First, those are some really harsh punishments. Punishment rarely works, and now that you've seen for yourself that it doesn't with your kids, please stop.
I don't know if there's a good English term, but you've reached what pedagogues in Sweden call the method ceiling, we're your current methods are no longer working. At this point we usually escalate our methods, like you've now escalated punishments in desperation to rather extreme levels. For those who employ corporal punishment, this is where they feel compelled to escalate the violence because they don't achieve obedience. When you have one tool and it's no longer working, it's easy to default to just applying it with greater force. This is silly. You never want to do more of what's not working. Do less of what isn't working. You need to find yourself a new set of tools.
Second, children don't generally learn from their mistakes. Learning from mistakes is how we fine tune our skills, but children are more often in the process of acquiring skills. We learn from the instances where our expectations are not met; where we are surprised by an outcome. As adults, succeeding is the norm for us in many tasks, so mistakes are notable and informative. We can compare them to what normally works to see what went wrong. To a child, not succeeding is often the norm, and another failure doesn't carry meaning to them. If the infant trying to take their first steps would learn from their mistakes they'd learn that they couldn't walk, and stop trying. But they're in skill acquisition mode. They don't expect to succeed. They keep on practicing. Children learn from their successes. If we want to help them learn, we must first help them succeed.

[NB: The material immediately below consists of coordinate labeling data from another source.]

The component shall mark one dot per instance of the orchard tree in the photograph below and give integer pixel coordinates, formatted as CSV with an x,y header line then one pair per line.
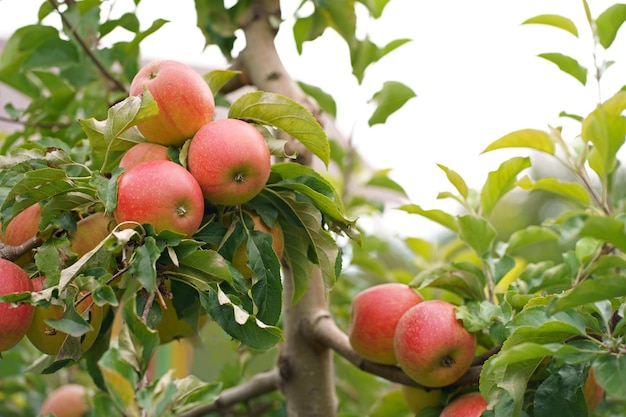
x,y
149,204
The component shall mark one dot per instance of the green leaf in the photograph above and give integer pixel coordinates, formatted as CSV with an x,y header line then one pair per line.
x,y
324,100
609,22
570,190
217,78
591,290
607,229
530,235
610,373
237,322
120,380
285,114
477,233
445,219
501,181
568,65
604,128
388,100
557,21
525,138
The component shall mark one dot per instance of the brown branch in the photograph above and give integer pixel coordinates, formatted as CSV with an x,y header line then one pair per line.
x,y
323,331
118,86
259,384
11,253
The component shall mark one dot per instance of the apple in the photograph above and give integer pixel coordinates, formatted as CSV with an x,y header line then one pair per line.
x,y
171,327
592,391
431,344
23,227
467,405
143,152
185,101
231,161
90,231
49,340
161,193
68,400
240,258
14,319
374,316
417,398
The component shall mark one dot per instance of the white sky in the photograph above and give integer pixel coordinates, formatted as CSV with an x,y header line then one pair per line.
x,y
473,66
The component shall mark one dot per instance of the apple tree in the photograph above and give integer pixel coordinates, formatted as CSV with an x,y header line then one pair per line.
x,y
270,324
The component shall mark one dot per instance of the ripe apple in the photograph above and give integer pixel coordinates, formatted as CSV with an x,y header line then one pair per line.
x,y
466,405
14,319
240,258
90,231
374,316
431,344
68,400
185,101
49,340
21,228
171,327
143,152
161,193
592,391
231,161
417,398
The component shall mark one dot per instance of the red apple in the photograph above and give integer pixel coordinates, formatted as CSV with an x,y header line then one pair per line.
x,y
66,401
161,193
231,161
375,314
90,231
592,391
23,227
467,405
14,319
417,398
185,101
431,344
49,340
143,152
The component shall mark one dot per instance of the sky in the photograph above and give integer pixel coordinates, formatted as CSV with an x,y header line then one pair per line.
x,y
472,65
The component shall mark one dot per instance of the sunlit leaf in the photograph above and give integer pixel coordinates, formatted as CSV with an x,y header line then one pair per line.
x,y
525,138
568,65
388,100
554,20
570,190
609,22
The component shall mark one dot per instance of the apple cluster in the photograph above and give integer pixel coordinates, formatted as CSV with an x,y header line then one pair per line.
x,y
392,324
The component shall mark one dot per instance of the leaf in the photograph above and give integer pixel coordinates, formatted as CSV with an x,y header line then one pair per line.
x,y
285,114
477,233
589,291
324,100
608,24
607,229
610,373
501,181
568,65
604,128
570,190
388,100
445,219
525,138
554,20
120,380
237,322
530,235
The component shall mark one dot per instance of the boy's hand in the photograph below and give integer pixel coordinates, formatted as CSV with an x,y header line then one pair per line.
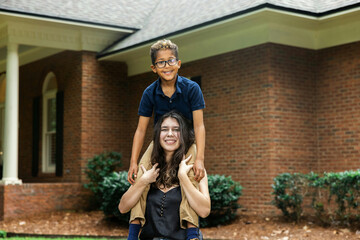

The switch to when they start learning from their mistakes varies from child to child and from task to task. But learning to plan ahead and avoid distractions and perform unmotivational tasks to a fixed schedule is hard. And the punishments are so harsh they'll overshadow anything they might have learned. If you want them to learn from their mistakes (which, again, they may not be ready to) you want the failure to be the bad outcome. "We procrastinated so now we missed the deadline". I don't think they'll even notice the missed deadline, because they'll only be able to think of the punishment. If anything, they'll learn that they are growing up in an environment where there are draconian punishments associated with failure, which is out of their control, and develop coping strategies for that. I really think you're setting them up for failure.
Third, rewards are something you typically might employ when trying to get over a threshold. Something that, once acquired, the child won't regress on. Exceptional things. If rewards are a part of daily life, it is more like any salaried job. With that comes inevitably that, a) the child will make an economical judgment on whether or not the goal is worth achieving, rather than being motivated to the goal in itself; b) there will be an inflation (just like you might expect an occasional salary increase for continuing to do the same job); and c) that you'll have to keep this up: we often have an idea that once the desired behaviour is reached, we can phase out the reward, but again, imagine if your boss tried that on you.
And for all the effort I could put down arguing, my point is something you've already noticed: your tools aren't working for you. You, the adult, can learn from your mistakes, and stop relying on rewards and punishments if it isn't working.
Instead, you want to foster cooperation. Assume they're doing their best. If they can't focus on a boring task, or abstain from a distraction, then work on helping them, rather than punishing them for their shortcomings.
If they fail, assume you've set the bar too high. Claim ownership of the problem. If you think they are the problem, then you've rendered yourself powerless. You can only hope they'll change. If instead you choose to see that you have a role in setting them up for success, then you can work towards that as much as you want.